[<prev] [next>] [<thread-prev] [thread-next>] [day] [month] [year] [list]
Message-ID: <20140924195831.6fb91051@redhat.com>
Date: Wed, 24 Sep 2014 19:58:31 +0200
From: Jesper Dangaard Brouer <brouer@...hat.com>
To: Eric Dumazet <eric.dumazet@...il.com>
Cc: netdev@...r.kernel.org, therbert@...gle.com,
"David S. Miller" <davem@...emloft.net>,
Alexander Duyck <alexander.h.duyck@...el.com>, toke@...e.dk,
Florian Westphal <fw@...len.de>, jhs@...atatu.com,
Dave Taht <dave.taht@...il.com>,
John Fastabend <john.r.fastabend@...el.com>,
Daniel Borkmann <dborkman@...hat.com>,
Hannes Frederic Sowa <hannes@...essinduktion.org>,
brouer@...hat.com
Subject: Re: [net-next PATCH 1/1 V4] qdisc: bulk dequeue support for qdiscs
with TCQ_F_ONETXQUEUE
On Wed, 24 Sep 2014 10:23:15 -0700
Eric Dumazet <eric.dumazet@...il.com> wrote:
> On Wed, 2014-09-24 at 18:12 +0200, Jesper Dangaard Brouer wrote:
> > Based on DaveM's recent API work on dev_hard_start_xmit(), that allows
> > sending/processing an entire skb list.
> >
> > This patch implements qdisc bulk dequeue, by allowing multiple packets
> > to be dequeued in dequeue_skb().
> >
> > The optimization principle for this is two fold, (1) to amortize
> > locking cost and (2) avoid expensive tailptr update for notifying HW.
> > (1) Several packets are dequeued while holding the qdisc root_lock,
> > amortizing locking cost over several packet.
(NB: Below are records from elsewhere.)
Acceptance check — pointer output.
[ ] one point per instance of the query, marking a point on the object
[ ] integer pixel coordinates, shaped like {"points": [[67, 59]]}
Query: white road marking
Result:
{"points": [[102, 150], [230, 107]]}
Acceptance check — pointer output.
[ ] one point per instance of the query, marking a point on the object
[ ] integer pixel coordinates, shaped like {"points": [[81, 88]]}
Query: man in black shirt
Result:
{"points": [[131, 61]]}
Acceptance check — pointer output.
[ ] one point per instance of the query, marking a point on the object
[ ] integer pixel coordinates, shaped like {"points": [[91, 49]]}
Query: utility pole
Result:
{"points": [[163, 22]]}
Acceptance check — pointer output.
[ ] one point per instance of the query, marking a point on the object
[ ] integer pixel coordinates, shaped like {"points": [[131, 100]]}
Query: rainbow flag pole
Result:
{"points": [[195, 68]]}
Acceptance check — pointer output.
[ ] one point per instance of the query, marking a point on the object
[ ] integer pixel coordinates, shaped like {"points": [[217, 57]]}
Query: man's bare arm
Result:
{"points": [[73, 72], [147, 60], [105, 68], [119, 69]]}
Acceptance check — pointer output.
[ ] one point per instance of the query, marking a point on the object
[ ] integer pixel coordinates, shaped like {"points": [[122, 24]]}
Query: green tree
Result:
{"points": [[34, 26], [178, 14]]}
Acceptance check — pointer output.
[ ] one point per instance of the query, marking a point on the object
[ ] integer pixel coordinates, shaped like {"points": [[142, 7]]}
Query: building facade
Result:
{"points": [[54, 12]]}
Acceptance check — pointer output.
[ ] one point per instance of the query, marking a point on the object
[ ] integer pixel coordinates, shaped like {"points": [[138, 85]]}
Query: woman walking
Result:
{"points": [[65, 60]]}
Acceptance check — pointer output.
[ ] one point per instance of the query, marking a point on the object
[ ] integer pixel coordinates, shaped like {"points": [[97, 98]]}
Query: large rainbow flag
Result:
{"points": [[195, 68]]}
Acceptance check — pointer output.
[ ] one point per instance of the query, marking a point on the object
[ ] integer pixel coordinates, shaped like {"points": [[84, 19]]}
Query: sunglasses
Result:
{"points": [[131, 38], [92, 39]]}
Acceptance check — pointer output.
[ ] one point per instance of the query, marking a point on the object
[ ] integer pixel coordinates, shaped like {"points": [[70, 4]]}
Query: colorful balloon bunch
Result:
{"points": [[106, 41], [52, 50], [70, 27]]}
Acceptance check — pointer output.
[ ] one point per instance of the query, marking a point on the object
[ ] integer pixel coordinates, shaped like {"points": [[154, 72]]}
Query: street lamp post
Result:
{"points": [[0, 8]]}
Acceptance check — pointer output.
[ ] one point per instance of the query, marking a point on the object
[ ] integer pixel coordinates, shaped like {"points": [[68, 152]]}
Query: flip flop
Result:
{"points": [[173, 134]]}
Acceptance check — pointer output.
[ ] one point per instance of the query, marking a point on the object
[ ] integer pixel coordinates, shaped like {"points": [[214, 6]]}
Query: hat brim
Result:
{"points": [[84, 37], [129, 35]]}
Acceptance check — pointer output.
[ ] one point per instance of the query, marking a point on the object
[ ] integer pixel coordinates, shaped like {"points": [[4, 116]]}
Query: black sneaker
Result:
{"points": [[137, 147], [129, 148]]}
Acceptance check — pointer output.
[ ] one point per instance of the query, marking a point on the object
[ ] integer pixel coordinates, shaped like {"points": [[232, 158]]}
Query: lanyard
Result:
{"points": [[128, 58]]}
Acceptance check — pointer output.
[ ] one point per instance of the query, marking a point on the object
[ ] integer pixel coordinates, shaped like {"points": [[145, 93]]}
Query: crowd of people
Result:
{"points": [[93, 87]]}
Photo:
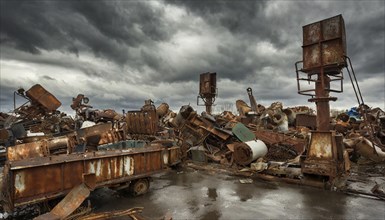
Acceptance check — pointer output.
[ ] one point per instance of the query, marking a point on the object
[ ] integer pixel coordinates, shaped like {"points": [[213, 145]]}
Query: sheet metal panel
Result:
{"points": [[37, 179], [142, 122], [324, 44], [39, 95]]}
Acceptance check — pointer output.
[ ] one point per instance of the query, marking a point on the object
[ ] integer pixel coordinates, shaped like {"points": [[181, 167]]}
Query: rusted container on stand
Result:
{"points": [[324, 45]]}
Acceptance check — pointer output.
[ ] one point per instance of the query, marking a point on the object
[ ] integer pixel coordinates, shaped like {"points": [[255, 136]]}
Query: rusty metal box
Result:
{"points": [[208, 85], [306, 120], [324, 44], [38, 94]]}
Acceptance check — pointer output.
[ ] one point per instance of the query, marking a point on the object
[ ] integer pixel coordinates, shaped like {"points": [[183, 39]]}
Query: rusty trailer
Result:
{"points": [[39, 179]]}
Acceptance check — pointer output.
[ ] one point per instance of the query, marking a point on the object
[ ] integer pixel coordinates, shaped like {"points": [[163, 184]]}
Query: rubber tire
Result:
{"points": [[139, 187]]}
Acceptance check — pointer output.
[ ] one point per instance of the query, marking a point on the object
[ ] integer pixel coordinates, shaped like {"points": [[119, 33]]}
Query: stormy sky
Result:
{"points": [[120, 53]]}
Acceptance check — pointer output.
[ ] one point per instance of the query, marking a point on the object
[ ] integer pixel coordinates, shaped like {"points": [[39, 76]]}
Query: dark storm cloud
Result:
{"points": [[123, 45], [107, 28]]}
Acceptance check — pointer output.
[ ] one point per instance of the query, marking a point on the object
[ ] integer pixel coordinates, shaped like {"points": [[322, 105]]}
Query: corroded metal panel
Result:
{"points": [[324, 44], [39, 95], [37, 179], [142, 122], [207, 85], [28, 150], [321, 145], [306, 120]]}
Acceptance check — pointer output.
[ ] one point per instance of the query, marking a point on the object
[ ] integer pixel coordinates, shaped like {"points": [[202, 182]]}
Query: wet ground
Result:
{"points": [[191, 194]]}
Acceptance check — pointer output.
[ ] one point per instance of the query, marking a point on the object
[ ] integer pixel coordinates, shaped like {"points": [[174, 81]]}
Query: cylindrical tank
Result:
{"points": [[247, 152]]}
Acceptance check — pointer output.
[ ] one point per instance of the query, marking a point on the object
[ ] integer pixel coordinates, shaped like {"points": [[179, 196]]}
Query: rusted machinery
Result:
{"points": [[39, 179], [208, 90], [324, 51]]}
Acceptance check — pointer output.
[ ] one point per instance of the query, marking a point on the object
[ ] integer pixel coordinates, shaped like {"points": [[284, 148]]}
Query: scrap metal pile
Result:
{"points": [[100, 148], [50, 155]]}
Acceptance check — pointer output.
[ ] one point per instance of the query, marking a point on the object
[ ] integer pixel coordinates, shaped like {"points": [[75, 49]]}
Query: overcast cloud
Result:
{"points": [[119, 53]]}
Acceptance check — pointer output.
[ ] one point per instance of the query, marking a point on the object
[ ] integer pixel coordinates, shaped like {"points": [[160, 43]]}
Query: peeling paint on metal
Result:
{"points": [[19, 182]]}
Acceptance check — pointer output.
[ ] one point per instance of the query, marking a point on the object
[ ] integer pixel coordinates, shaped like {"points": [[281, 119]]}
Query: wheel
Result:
{"points": [[139, 187]]}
The dequeued SKB list is
> > processed under the TXQ lock in dev_hard_start_xmit(), thus also
> > amortizing the cost of the TXQ lock.
> > (2) Further more, dev_hard_start_xmit() will utilize the skb->xmit_more
> > API to delay HW tailptr update, which also reduces the cost per
> > packet.
> >
> > One restriction of the new API is that every SKB must belong to the
> > same TXQ. This patch takes the easy way out, by restricting bulk
> > dequeue to qdisc's with the TCQ_F_ONETXQUEUE flag, that specifies the
> > qdisc only have attached a single TXQ.
> >
> > Some detail about the flow; dev_hard_start_xmit() will process the skb
> > list, and transmit packets individually towards the driver (see
> > xmit_one()). In case the driver stops midway in the list, the
> > remaining skb list is returned by dev_hard_start_xmit(). In
> > sch_direct_xmit() this returned list is requeued by dev_requeue_skb().
> >
> > To avoid overshooting the HW limits, which results in requeuing, the
> > patch limits the amount of bytes dequeued, based on the drivers BQL
> > limits. In-effect bulking will only happen for BQL enabled drivers.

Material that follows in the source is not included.